Certains détails de sa tenue sobre en apparence montrent toutefois les hommages rendus au chanteur à ses racines et à sa famille. En premier, le dos du maillot était orné du nom «Ocasio», soit son vrai nom de famille. Figurait également sur le devant le numéro 64 : selon de nombreux fans, il pourrait s’agir d’une référence à l’année de naissance de sa mère, Lysaurie Ocasio, née en 1964.

Le choix de la marque espagnole n’a lui non plus pas été fait au hasard. Alors qu’il aurait aisément pu se faire habiller par n’importe quel grand couturier pour l’occasion – il a notamment porté la première création masculine de Schiaparelli lors des Grammy Awards le 1er février -, le chanteur a volontairement choisi le détaillant de mode espagnol, en même temps qu’il a donné un spectacle entièrement en espagnol, provoquant un tollé dans les milieux conservateurs. «C’était un spectacle incroyable», a partagé un communiqué de la marque. «Benito a livré une performance mémorable. Quelle belle tenue.»

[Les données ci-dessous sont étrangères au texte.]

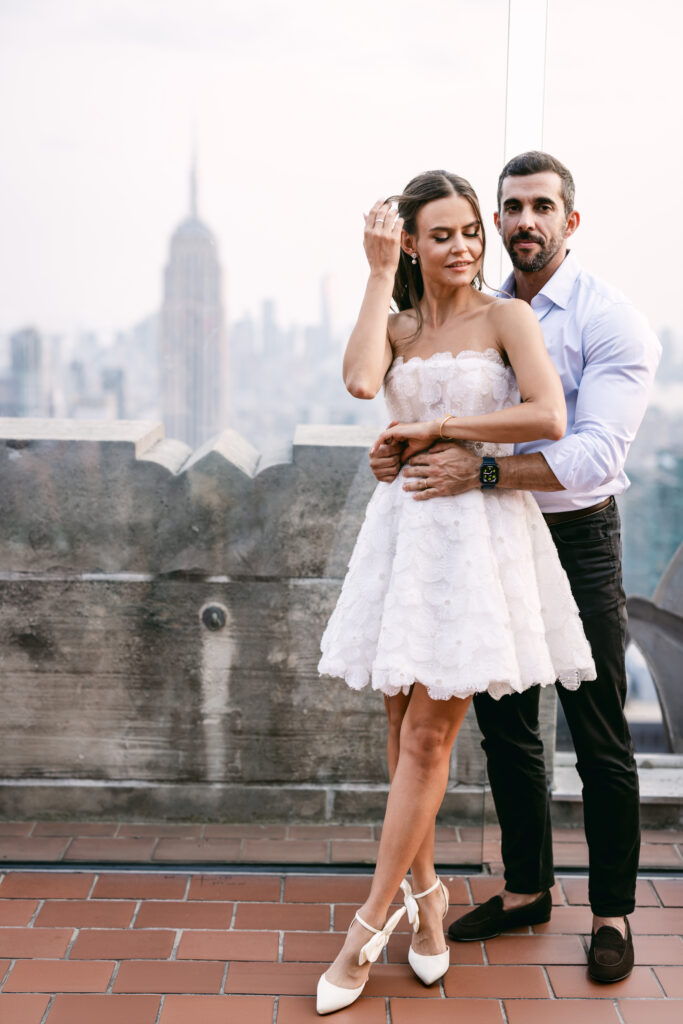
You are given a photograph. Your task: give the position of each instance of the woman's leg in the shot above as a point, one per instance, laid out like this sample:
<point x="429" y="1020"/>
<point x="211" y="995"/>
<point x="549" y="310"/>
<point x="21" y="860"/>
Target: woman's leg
<point x="420" y="778"/>
<point x="429" y="940"/>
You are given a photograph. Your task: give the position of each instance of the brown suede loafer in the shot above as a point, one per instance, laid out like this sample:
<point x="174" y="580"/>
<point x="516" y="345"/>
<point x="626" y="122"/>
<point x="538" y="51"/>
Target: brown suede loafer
<point x="491" y="919"/>
<point x="610" y="955"/>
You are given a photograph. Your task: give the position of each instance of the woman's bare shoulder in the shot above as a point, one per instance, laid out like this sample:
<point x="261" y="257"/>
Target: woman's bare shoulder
<point x="401" y="327"/>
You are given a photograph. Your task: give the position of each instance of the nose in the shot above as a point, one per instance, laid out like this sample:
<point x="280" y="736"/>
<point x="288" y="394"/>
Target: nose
<point x="526" y="220"/>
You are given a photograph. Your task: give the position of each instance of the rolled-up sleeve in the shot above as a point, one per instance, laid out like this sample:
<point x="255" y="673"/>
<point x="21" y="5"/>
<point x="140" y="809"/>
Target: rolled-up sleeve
<point x="621" y="354"/>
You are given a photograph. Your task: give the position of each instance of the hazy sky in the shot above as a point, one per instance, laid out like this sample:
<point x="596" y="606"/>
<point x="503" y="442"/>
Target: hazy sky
<point x="304" y="114"/>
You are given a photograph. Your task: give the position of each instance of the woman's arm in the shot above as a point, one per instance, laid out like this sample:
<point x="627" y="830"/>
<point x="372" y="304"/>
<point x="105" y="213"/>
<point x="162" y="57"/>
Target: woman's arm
<point x="542" y="412"/>
<point x="369" y="352"/>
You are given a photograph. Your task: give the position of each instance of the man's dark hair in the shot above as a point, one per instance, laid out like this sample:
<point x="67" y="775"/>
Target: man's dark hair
<point x="536" y="162"/>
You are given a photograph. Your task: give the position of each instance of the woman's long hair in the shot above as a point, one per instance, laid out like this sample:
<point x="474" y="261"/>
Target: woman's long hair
<point x="408" y="286"/>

Du côté des accessoires, Bad Bunny avait toutefois ajouté sa touche luxe à sa tenue avec une montre Royal Oak d’Audemars Piguet, une montre en or avec un cadran en malachite vendue à 75.700 dollars, soit plus de 63.850 euros.

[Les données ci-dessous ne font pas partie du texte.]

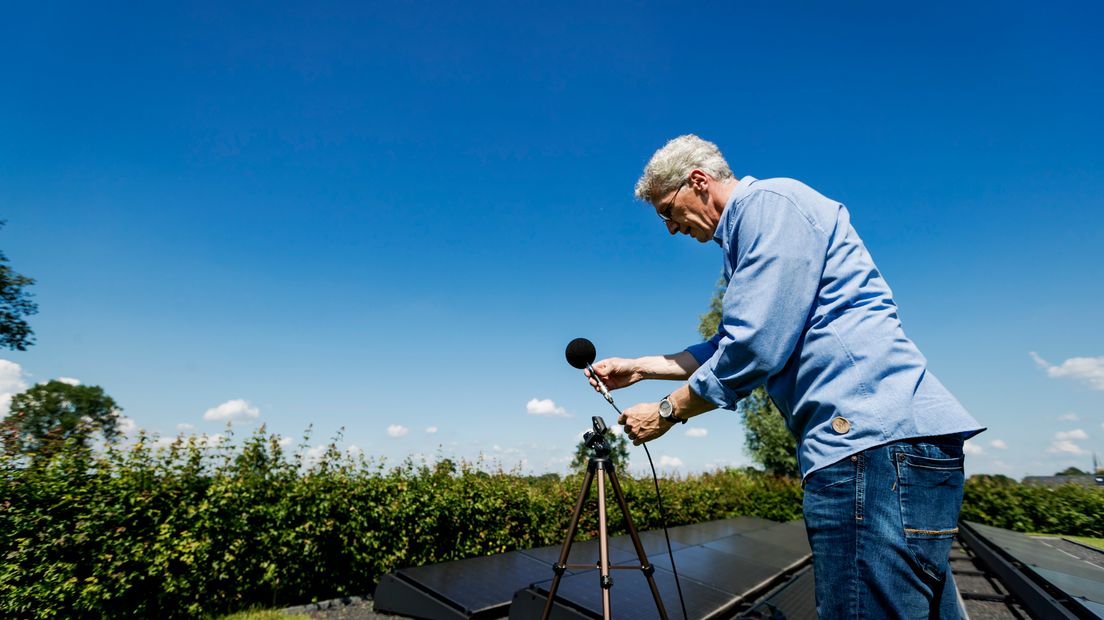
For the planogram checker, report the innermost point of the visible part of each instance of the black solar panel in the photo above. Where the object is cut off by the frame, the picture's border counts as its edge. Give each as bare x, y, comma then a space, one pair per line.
752, 548
704, 532
477, 585
632, 598
796, 600
718, 569
585, 552
1079, 578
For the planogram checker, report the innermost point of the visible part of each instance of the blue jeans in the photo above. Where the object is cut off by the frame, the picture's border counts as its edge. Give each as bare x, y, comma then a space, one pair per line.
880, 524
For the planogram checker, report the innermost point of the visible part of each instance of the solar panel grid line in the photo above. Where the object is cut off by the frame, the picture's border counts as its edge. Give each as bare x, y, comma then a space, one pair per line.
1039, 602
717, 583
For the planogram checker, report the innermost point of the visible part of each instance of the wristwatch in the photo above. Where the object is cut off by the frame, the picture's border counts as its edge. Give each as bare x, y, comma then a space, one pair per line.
667, 410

«Ensemble, nous sommes l’Amérique»

Sa tenue blanche rappelait également son engagement pour la paix et contre les politiques migratoires répressives actuellement menées aux États-Unis. Comme aux Grammy’s, où il a ouvertement protesté contre l’ICE (la police de l’immigration américaine), Bad Bunny a une nouvelle fois voulu faire passer un message, appelant à l’unité des Américains. Il a terminé sa performance historique en brandissant un ballon sur lequel était inscrit : «Ensemble, nous sommes l’Amérique.» Un spectacle que Donald Trump a, lui, qualifié d’«affront à la grandeur de l’Amérique».